Rubinetti a secco per più di venti giorni, la notte. Ora la situazione sembra migliorare, ma è ancora divieto sull'utilizzo di acqua per rinfrescare orti e giardini o lavare la macchina. Senza parlare poi delle piscine, che a Palazzo sbucano come funghi: ce ne sono 4 o 5 interrate, ma le più sono quelle esterne. C'è chi è riuscito a riempirle prima che scoppiasse il caso siccità e chi invece no. Questi purtroppo di ritrovano le piscine a secco fino a quando l'emergenza non rientrerà. Chi ha giardini si aggiusta prendendo l'acqua al vecchio lavatoio o alle fontanelle. «La situazione è migliorata - spiega il sindaco Amanda Prelle - e l'acqua ora resta a disposizione anche di notte. Invito però tutti a continuare ad usarla con moderazione. Durante l'emergenza ci siamo ritrovati con gli abitanti in collina che restavano già senza acqua alle 8 di sera. È stato inevitabile porre delle limitazioni». A Palazzo le vasche per la raccolta sono due, mentre le captazioni quattro. Qualche giorno fa le vasche sono state completamente riempite riequilibrando un po' la situazione: «Purtroppo non fa bene nemmeno alle tubature la continua apertura e chiusura del flusso d'acqua - continua il sindaco - ma l'unica cosa da fare è sperare che inizi a piovere un po'. Poi abbiamo incaricato un geologo che studi una soluzione per raccogliere in futuro altra acqua, perché questo problema potrebbe ripetersi anche i prossimi anni».

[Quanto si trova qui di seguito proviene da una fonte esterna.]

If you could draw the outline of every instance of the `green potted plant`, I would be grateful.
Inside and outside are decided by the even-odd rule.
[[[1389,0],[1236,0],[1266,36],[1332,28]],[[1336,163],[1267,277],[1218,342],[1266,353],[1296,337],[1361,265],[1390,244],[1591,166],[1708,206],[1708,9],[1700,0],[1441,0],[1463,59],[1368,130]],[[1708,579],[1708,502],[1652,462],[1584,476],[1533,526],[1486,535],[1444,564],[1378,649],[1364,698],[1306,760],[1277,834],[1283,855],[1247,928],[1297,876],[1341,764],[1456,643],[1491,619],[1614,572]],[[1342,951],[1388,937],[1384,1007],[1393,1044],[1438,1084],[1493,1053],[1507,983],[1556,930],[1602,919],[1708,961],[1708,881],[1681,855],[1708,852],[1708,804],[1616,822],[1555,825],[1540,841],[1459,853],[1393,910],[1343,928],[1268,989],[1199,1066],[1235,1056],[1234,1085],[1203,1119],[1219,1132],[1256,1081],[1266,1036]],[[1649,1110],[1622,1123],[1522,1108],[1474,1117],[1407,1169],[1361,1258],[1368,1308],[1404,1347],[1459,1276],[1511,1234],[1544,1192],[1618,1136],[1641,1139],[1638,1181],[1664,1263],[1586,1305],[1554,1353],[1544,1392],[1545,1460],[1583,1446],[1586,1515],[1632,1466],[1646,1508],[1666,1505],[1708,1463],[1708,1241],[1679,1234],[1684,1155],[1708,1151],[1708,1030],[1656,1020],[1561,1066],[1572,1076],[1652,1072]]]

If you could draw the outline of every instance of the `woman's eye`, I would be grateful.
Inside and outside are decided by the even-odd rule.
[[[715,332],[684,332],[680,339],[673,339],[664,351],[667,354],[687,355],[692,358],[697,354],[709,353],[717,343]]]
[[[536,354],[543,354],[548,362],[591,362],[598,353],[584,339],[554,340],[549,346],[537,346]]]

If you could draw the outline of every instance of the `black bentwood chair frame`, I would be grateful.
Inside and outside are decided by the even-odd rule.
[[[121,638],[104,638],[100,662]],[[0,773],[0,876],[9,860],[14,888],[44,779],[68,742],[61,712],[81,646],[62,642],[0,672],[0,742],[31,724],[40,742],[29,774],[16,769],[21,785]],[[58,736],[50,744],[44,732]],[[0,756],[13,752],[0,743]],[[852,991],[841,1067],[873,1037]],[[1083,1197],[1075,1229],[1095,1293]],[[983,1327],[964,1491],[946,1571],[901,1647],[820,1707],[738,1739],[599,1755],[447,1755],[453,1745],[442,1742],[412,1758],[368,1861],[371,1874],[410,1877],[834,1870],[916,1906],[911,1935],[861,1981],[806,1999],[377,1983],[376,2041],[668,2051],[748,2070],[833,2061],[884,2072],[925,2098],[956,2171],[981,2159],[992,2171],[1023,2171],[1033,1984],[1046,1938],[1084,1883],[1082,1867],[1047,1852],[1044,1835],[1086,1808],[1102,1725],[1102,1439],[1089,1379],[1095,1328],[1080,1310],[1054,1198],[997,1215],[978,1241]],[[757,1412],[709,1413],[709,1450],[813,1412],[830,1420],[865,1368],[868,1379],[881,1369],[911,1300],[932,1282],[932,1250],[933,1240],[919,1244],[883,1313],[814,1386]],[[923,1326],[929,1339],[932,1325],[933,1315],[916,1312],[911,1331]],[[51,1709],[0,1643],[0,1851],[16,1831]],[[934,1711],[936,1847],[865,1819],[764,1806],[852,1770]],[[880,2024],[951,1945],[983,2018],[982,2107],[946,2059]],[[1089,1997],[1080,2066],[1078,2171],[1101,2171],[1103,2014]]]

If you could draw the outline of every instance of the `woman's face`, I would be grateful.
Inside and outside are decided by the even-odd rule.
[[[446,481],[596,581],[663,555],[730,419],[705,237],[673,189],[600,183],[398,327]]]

Da Palazzo a Bollengo. Lì si fronteggia la siccità attingendo acqua dal pozzo che, alimentato dalle sorgenti della Serra e costruito tanti anni fa (all'incrocio per Albiano verso Palazzo) capta a livello delle falde sotterranee e copre la mancanza d'acqua delle fontane che scendono dalla Serra. «Attualmente in funzione - dice il sindaco Carlo Duò - fornisce a Burolo, attraverso una condotta 150 m cubi di acqua al giorno e a Palazzo, con l'ausilio di autobotti, 7, 8 metri cubi a volta mentre il progetto è quello di potere rifornire anche Albiano, in un prossimo futuro, attraverso una tubazione di collegamento e con accorgimenti tecnici sia sul fronte del potenziamento delle pompe sia sui filtri».
A Buroloil problema della carenza idrica ha invece originato il ripristino delle condotte idriche della sorgente Pruc che portano acqua alla vasca di carico della via Merlina e la sorgente della località Dveiss per una cinquantina di metri cubi di acqua per ogni giorno. «In questo modo - dice il sindaco Piergiuseppe Cresto - si evita la chiusura serale e notturna del rifornimento idrico evitando disagio ai cittadini».
A completamento del discorso sulla portata di acqua da incrementare, il sindaco Cresto ha inoltre sottolineato come sia stata richiesto alla Asl 9 la verifica circa la potabilità dell'acqua che sgorga dalla sorgente Giarina. «Qualora fosse acque potabile - sottolinea ancora il sindaco Cresto - si configurerebbe come una grossa risorsa idrica, utilizzabile per scopi alimentari». (e.p. da.gar.)